- Born: Saudi Arabia
- Occupations: women's rights activist, educator

= Aisha al-Mana =

Saudi activist and feminist

Aisha al-Mana (Arabic: عائشة المانع) is a Saudi activist and feminist who has participated both in demonstrations against the ban on women driving in Saudi Arabia and in the anti male-guardianship campaign. She also works as director of the Al-Mana General Hospitals and the Mohammad al-Mana College of Health Sciences, and is a board member of Ebrahim M. Almana and Brothers.

==Biography ==
Al-Mana was born in 1948 in the Saudi city of Khobar. After studying the Quran at Al-Kutab in Saudi Arabia, Al-Mana traveled to Egypt, where she finished school. She then studied sociology at the American University of Beirut, and obtained a bachelor's degree in sociology from the University of Oregon in 1971, followed by a master's degree in sociology from Arizona State University. She obtained her PhD from the University of Colorado Boulder in 1982, becoming one of the first Saudi women to do so, alongside the likes of Soraya Al-Turki, Soraya Obeid, Fatin Shakir and Samira Islam. Her dissertation title was Economic Development and its Impact on the Status of Women in Saudi Arabia.

In 1985, al-Mana established Al-Sharika Al-Khalijiah Lil Inmaa (Al-Khalijiah Development Company,) the first company in Saudi Arabia run completely by women. The company's mission was to offer computer training and technical education to women and to establish a research center with a focus on research on women in the workforce.

Al-Mana became the first female hospital director in Saudi Arabia in 1990, when she became Director of Support Services at the Almana Group of Hospitals in the Eastern Province of Saudi Arabia.

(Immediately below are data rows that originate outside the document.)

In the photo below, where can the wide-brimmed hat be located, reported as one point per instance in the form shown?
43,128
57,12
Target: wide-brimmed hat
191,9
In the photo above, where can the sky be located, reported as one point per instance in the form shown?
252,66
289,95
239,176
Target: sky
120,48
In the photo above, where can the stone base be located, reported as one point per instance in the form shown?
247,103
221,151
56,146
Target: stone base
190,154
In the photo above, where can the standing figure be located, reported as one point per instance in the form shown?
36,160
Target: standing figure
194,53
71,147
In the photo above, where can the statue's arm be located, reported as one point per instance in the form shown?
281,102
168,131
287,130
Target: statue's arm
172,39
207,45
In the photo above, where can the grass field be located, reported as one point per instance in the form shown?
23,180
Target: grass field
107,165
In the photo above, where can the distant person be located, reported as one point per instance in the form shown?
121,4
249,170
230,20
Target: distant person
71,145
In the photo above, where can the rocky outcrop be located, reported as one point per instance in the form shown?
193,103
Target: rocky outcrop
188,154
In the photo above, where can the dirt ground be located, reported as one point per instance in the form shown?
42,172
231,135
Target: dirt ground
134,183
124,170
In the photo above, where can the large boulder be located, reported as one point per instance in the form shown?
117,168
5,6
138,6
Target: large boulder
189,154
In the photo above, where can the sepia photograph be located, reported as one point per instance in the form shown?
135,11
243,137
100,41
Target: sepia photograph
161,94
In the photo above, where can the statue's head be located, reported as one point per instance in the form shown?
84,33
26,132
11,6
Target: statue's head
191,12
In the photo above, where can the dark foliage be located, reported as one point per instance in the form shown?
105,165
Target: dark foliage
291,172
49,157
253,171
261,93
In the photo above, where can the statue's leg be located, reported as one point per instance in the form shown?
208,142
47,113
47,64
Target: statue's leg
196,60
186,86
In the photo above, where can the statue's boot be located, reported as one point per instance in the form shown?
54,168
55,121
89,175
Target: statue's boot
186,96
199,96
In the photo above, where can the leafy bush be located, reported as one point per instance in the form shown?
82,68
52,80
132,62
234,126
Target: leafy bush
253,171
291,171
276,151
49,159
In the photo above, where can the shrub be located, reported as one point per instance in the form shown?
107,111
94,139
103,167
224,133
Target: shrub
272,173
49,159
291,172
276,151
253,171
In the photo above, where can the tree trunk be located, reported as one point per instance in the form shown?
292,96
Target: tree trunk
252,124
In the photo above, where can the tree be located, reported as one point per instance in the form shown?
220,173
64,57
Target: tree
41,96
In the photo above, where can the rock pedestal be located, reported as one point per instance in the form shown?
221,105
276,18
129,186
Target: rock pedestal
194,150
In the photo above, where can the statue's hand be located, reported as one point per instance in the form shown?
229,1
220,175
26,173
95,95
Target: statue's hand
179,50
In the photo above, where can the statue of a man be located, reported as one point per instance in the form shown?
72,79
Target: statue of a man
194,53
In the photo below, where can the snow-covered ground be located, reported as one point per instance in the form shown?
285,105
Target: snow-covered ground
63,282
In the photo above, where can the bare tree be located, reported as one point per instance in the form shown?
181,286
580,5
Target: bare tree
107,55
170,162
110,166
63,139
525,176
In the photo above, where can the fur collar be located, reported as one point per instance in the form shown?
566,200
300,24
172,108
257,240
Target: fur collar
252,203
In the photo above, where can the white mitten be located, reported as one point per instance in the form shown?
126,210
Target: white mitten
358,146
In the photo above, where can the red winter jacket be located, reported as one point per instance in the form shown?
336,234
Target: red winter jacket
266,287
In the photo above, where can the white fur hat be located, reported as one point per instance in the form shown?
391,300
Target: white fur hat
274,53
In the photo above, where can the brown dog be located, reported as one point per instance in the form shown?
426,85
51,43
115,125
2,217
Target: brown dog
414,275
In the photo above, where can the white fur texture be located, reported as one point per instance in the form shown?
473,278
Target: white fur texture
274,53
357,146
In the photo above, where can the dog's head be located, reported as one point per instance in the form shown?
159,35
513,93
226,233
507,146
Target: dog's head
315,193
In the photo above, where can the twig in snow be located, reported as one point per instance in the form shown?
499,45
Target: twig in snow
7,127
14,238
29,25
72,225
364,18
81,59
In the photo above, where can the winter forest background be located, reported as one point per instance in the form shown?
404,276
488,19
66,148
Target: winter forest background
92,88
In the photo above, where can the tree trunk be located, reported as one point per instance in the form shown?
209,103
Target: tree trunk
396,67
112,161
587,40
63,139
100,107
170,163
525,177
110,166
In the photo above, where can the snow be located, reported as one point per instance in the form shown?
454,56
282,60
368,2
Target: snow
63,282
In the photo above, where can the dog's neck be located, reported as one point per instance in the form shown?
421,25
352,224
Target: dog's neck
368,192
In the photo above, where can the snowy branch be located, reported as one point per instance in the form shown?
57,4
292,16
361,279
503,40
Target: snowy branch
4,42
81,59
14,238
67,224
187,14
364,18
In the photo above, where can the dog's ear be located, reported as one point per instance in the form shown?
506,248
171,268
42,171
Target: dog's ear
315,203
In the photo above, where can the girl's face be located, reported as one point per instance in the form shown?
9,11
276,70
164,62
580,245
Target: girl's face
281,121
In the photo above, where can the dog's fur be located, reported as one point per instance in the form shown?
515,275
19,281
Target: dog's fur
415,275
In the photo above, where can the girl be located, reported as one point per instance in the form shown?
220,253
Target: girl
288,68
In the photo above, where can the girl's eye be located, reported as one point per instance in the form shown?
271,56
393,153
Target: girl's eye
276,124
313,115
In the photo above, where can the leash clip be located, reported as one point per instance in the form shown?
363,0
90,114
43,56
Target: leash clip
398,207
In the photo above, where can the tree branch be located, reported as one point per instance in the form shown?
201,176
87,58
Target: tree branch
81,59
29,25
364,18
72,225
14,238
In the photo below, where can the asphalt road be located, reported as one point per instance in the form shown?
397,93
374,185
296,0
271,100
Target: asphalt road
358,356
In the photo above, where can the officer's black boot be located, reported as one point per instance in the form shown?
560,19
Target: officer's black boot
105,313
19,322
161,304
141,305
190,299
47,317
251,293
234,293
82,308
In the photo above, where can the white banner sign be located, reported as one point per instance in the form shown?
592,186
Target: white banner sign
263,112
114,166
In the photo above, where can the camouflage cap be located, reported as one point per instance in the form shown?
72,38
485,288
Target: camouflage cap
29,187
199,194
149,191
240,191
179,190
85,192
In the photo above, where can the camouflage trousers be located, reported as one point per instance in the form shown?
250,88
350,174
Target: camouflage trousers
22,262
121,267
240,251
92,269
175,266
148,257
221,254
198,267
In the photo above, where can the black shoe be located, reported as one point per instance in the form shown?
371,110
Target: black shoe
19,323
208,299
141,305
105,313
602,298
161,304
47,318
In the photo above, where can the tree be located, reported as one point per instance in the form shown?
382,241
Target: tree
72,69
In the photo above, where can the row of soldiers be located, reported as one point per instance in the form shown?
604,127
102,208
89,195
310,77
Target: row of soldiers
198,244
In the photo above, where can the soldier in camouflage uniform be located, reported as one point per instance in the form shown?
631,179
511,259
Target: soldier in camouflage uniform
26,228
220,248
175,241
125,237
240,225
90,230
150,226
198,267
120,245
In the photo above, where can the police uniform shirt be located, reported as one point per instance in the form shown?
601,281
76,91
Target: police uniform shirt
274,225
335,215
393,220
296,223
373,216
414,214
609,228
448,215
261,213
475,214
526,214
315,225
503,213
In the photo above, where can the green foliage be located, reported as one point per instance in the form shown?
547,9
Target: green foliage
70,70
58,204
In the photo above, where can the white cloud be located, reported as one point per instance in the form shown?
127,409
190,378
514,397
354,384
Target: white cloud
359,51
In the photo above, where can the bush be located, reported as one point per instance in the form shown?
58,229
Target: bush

==Challenging the driving ban==
Al-Mana participated in three different campaigns to protest the driving ban on women. The first was in 1990, during the Gulf War, and was documented in the 2011 book The Sixth of November. Al-Mana also participated in subsequent campaigns in 2011 and 2013 as part of the Women to Drive movement.

Aisha al-Mana was one of forty-six women to organize a demonstration in Riyadh on 6 November 1990 to protest the Kingdom's ban on women driving. Prior to the demonstration, the women had sent a petition to then-Prince Salman bin Abdulaziz, the governor of Riyadh at the time, requesting that he and King Fahad move to lift the ban. They drove their cars in a convoy until they were stopped and detained by the police. Al-Mana and several other participants described their experiences in the book, The Sixth of November. The demonstration was also fictionalized by Saad Al-Dosari in his novel, Riyadh- November 90. Most of the participants received travel bans, and those who had government jobs lost their positions.

Years later, al-Mana also participated in two other driving campaigns. The first, inspired by the Arab Spring, took place in 2011, while the other was organized in October 2013.

==Gender equality activism and educational work==
In 2011, al-Mana held workshops on the male guardianship system in the cities of Riyadh, Jeddah and Khobar as part of the anti male-guardianship campaign.

In 2013, she participated in a symposium titled Women, Commercial Inheritance and Family Rule during which participants called for "an independent body of a judicial nature" to protect women's inheritance. Saudi women are often pressured by family members, relatives, acquaintances and other members of society to give up any funds they may be entitled to inherit so that the inheritance may be divided up among male next of kin. Al-Mana says that, "Denying women their inheritance is one of the main reasons behind family feuds."

Al-Mana has established foundations to support the education of Saudi women. The Aisha Almana Global Health Program is a scholarship program at the University of Oregon, where she obtained her bachelor's degree. The program "will provide scholarships for Saudi women to study global health at the University of Oregon, fund seed grants for faculty research, help implement an annual series of speakers and workshops, and support internships for University of Oregon students in the Saudi kingdom — the UO’s first fully funded international internships in global health." The Aisha Al Mana Endowment for Women in Nursing and the Health Sciences supports the education of women studying nursing and the health and medical sciences. Priority is given to Saudi women, but if there are no eligible Saudi women applicants, then women from other Arab countries are considered.

==Arrest==
In May 2018 she was reported arrested, together with other female Saudi activists, Loujain al-Hathloul, Iman al-Nafjan, Aziza al-Yousef and Madeha al-Ajroush, and two male women's-rights activists, though Aisha Al-Mana and Madeha al-Ajroush were released after a few days.